The Slovakian Chuvach is an excellent companion for those looking for a loyal, alert and intelligent dog. However, he needs consistent training and plenty of socialization to reach his full potential as a loyal family dog. His original character traits should always be respected and appreciated.
Health and breeding information
Care of the coat
The Slovakian Chuvach has a dense and weather-resistant double coat that requires regular grooming.
- Brushing: The coat should be brushed thoroughly at least once a week to prevent matting and remove dead hairs.
- Bathing: Bathing is only necessary when the dog is heavily soiled. Too frequent bathing can strip the coat's natural oils.
- Seasonal Grooming: More intensive grooming may be needed during the coat change, especially in spring and fall.

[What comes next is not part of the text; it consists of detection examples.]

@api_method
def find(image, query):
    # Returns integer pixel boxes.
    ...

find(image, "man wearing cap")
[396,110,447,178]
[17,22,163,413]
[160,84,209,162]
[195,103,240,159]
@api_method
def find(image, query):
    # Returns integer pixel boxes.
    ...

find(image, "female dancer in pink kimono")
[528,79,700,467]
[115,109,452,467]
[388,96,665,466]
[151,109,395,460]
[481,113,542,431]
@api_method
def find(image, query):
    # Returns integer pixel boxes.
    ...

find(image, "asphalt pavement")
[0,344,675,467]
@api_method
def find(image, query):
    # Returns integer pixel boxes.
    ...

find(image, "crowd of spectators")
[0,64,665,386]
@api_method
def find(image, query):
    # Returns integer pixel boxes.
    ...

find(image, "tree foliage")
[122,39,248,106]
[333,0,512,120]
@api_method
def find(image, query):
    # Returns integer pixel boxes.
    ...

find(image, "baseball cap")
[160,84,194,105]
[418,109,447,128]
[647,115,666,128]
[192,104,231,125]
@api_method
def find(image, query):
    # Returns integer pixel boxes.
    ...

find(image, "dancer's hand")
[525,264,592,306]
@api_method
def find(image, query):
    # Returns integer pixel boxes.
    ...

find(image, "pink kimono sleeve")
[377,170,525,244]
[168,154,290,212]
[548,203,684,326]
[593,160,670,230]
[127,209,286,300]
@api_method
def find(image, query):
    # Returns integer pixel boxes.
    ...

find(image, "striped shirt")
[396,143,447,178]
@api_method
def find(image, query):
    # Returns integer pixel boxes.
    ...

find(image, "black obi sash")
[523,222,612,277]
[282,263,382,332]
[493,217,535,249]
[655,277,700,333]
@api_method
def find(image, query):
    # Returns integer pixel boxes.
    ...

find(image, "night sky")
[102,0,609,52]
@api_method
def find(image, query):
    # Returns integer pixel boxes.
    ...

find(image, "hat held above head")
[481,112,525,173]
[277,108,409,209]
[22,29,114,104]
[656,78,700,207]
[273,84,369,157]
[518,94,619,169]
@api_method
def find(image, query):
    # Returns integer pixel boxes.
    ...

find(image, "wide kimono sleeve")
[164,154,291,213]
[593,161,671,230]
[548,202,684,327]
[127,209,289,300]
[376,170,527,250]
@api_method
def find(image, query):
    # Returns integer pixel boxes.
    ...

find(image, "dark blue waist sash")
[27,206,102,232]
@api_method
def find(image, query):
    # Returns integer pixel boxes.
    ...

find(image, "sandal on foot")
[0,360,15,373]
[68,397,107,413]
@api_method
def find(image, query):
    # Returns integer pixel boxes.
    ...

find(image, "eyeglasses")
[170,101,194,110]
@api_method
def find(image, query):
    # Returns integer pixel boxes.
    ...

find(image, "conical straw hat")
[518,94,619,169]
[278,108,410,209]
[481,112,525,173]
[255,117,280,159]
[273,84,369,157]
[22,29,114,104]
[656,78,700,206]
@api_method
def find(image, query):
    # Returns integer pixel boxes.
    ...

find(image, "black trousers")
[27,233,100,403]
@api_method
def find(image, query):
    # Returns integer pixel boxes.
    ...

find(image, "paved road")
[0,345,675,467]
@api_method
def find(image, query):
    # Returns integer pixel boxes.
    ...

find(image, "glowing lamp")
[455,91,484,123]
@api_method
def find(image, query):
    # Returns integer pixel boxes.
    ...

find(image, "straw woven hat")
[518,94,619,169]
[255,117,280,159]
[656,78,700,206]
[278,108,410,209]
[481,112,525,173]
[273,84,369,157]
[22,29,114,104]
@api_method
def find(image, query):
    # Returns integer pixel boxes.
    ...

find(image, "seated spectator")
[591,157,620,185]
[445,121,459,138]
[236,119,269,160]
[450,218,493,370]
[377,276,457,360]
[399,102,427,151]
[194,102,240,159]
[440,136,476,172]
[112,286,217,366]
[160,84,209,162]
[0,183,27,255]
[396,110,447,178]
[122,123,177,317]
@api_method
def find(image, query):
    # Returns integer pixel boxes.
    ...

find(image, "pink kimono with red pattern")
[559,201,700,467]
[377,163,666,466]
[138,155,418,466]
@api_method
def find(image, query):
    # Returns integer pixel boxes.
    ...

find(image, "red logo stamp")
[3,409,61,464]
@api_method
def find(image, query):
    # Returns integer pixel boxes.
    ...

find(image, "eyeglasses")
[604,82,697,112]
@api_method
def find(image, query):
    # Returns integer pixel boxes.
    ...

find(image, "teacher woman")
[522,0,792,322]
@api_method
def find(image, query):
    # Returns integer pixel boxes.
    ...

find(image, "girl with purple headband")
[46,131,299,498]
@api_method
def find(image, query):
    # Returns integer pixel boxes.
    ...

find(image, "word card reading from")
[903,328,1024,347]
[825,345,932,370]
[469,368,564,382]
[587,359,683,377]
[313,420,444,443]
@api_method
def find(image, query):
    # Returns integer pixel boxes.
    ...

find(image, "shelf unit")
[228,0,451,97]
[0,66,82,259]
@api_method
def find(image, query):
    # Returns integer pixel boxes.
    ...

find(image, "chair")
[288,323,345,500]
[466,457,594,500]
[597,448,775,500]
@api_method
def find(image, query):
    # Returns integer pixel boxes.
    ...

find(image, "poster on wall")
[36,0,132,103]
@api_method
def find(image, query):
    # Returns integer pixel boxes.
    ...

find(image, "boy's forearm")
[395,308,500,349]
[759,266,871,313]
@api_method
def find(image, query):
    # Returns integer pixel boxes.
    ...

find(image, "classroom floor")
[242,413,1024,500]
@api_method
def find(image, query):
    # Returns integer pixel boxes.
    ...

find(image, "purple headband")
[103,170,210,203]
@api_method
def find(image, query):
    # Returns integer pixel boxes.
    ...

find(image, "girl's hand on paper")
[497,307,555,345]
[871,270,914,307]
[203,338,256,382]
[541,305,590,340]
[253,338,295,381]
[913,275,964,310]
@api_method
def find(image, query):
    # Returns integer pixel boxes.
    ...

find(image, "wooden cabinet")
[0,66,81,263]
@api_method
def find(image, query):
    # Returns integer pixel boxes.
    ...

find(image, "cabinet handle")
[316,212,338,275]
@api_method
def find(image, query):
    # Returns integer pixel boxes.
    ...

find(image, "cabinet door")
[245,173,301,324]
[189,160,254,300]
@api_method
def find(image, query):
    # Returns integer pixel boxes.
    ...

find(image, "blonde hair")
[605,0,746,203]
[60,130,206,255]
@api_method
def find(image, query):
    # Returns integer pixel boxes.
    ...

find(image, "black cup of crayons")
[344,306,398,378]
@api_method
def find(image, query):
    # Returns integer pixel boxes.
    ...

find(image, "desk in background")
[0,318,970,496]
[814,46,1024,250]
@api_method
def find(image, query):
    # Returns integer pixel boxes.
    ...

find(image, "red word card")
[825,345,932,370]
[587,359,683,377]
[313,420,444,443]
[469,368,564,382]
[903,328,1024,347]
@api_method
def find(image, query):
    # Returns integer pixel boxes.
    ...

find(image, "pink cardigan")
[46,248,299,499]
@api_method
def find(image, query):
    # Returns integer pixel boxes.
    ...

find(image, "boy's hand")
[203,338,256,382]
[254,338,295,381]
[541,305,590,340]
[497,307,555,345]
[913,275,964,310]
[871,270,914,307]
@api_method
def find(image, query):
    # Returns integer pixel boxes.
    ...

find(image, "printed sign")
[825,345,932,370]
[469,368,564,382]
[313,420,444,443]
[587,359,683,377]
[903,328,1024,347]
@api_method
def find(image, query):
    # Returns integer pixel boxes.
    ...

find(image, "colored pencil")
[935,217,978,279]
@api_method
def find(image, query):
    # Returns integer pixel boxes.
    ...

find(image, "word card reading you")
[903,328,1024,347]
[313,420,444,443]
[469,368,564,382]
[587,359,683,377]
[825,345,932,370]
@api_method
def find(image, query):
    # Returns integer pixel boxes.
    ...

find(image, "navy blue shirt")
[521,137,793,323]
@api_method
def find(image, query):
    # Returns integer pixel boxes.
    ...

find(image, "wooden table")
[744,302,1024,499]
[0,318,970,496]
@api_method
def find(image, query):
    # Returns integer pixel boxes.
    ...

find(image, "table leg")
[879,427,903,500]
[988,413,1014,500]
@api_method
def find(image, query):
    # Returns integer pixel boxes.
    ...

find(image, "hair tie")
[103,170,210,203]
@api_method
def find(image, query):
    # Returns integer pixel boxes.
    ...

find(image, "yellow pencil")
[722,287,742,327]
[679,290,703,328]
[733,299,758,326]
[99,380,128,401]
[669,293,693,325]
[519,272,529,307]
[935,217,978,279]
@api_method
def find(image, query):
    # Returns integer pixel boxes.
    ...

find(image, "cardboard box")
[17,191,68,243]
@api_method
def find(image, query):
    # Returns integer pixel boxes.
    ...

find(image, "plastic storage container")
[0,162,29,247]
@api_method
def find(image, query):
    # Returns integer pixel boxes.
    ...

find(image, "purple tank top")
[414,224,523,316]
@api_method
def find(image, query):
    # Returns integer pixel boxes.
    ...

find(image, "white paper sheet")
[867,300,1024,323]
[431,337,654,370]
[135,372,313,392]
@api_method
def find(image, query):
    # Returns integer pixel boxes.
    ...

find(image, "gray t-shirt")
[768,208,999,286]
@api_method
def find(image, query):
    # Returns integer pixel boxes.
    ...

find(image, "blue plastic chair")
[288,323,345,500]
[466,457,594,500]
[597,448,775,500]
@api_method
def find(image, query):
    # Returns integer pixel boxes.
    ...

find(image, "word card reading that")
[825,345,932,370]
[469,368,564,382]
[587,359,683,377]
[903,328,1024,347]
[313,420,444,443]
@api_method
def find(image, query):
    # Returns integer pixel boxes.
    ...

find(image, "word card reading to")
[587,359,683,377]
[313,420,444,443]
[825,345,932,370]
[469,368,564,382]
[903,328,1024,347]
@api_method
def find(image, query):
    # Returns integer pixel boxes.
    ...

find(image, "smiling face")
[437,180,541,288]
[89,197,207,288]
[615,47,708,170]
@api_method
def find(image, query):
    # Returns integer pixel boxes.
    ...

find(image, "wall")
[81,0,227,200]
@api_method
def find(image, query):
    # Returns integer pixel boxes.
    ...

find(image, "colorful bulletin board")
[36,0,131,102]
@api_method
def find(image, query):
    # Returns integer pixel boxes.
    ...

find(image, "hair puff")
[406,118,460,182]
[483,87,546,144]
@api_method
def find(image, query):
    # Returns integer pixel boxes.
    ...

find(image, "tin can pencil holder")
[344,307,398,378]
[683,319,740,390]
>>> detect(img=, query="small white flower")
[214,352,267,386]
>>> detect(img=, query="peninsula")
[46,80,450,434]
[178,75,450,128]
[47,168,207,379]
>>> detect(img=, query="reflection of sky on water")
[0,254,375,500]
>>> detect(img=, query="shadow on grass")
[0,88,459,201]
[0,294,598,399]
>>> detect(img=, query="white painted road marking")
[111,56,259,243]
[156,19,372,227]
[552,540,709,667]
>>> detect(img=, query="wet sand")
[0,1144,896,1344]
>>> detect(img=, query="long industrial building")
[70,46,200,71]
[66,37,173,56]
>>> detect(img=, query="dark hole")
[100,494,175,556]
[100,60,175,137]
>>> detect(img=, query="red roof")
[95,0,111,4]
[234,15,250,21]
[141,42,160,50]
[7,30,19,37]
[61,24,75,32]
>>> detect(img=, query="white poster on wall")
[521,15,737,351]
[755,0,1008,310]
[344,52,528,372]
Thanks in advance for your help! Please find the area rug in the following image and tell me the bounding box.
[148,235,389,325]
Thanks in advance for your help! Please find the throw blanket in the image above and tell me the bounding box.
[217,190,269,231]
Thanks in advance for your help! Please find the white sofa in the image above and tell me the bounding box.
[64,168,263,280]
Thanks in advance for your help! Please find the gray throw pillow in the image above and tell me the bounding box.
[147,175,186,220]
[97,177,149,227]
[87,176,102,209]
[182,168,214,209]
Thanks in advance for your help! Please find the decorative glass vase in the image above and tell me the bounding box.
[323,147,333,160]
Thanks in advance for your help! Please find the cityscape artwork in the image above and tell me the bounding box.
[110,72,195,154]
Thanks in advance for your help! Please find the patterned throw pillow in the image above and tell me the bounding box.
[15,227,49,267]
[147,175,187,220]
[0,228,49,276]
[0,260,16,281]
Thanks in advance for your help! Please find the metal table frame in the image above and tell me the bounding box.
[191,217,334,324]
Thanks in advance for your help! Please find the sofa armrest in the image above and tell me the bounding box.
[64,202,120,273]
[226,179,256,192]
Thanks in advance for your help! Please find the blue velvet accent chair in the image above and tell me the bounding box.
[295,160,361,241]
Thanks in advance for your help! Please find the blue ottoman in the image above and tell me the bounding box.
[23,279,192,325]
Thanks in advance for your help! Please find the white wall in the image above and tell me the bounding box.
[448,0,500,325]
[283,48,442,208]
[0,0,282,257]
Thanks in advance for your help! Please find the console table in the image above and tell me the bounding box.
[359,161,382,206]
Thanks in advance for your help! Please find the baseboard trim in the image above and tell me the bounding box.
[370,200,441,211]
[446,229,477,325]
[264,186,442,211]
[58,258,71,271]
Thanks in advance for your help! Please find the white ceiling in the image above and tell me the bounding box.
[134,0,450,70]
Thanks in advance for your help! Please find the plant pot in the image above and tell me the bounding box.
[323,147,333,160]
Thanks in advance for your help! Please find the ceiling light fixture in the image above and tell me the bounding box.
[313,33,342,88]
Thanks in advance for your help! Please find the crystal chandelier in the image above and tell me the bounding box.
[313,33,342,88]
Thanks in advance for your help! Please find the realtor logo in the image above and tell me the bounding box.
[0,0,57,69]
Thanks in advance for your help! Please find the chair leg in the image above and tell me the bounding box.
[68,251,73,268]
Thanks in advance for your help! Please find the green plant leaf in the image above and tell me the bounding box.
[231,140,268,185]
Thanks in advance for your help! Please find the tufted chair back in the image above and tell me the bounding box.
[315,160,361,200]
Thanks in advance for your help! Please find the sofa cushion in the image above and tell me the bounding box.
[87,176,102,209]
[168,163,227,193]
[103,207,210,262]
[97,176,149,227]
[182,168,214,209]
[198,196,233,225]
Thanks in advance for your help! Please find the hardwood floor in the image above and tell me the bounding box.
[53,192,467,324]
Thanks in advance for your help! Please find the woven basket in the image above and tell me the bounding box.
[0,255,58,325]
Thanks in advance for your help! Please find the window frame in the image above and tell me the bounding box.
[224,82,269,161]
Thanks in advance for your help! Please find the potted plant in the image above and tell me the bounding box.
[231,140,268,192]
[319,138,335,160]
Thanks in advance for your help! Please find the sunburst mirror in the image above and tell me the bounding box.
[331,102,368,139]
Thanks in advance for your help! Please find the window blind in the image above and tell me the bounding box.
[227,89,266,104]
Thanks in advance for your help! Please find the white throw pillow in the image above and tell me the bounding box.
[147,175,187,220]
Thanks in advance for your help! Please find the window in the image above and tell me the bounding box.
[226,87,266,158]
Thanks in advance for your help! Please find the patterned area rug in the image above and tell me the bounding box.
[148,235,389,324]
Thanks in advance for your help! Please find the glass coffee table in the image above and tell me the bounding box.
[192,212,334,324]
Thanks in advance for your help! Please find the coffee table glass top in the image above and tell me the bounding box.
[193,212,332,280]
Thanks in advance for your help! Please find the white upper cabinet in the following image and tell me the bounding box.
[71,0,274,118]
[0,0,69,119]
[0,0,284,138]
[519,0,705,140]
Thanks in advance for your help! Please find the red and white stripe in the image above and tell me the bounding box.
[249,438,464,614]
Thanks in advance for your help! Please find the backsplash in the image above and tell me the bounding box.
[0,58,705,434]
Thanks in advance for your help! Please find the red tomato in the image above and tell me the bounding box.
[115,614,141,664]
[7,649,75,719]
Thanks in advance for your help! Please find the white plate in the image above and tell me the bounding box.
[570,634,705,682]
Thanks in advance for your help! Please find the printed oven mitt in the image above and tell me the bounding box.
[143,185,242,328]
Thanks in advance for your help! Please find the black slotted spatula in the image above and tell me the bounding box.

Like all breeds, the Slovak Chuvach can be prone to certain health problems:
- Hip dysplasia: one of the most common hereditary diseases in large dogs. It is recommended that breeding dogs be tested for this disease.
- Eye Disease: Regular eye exams are important to detect potential problems early.
Breeding of the Slovak Chuvach
Breeding this breed requires knowledge and responsibility:
- Breeding standards: it is important to follow the standards set by breeding associations to ensure the quality and health of the breed.
- Health testing: before breeding, potential breeding dogs should be tested for genetic diseases to prevent their transmission.
- Socialization: puppies should be socialized at a young age to ensure that they grow into well-adjusted and good-natured adults.
Proper care and attention to the health and breeding of the Slovak Chuvach is essential to ensure that this impressive dog lives a long and healthy life. With responsible breeding and care, the breed will remain strong and healthy.
The Slovak Chuvach is characterized by a dense double coat, which protects it from extreme weather conditions.
- Color: The coat is typically white, although some specimens may have slight cream or gray markings.
- Special Features: The coat is weather resistant and may be wavy or straight depending on the individual.
The appearance of this dog is robust and strong. Its eyes are dark brown and almond shaped, giving it an alert and intelligent expression. The ears are medium sized, triangular and pendulous.
Height & Weight
- Height: Between 62 and 70 cm
- Weight: Approximately 36 to 43 kg
- Size: Between 59 and 65 cm
- Weight: About 31 to 37 kg
The Slovak Tschuvatsch is an impressive appearance with a powerful physique and a striking coat color. Despite its size, it shows elegance in its movements. His coat requires regular grooming to remain in top condition. His robust appearance combined with his size and weight make him an ideal working dog and reliable companion.
Hip dysplasia (HD)
Hip dysplasia (HD) is a genetic condition in dogs where the hip joint is not shaped properly. This leads to pain, stiffness and restricted movement.
Elbow dysplasia (ED)
Elbow joint dysplasia is a chronic disease complex of the elbow joint of fast growing dog breeds.
Gastric torsion is a disease in which the stomach rotates around its own longitudinal axis. The cause of the disease is not known.
Patellar luxation is the term used to describe a displacement of the kneecap, which is one of the most common causes of lameness in dogs.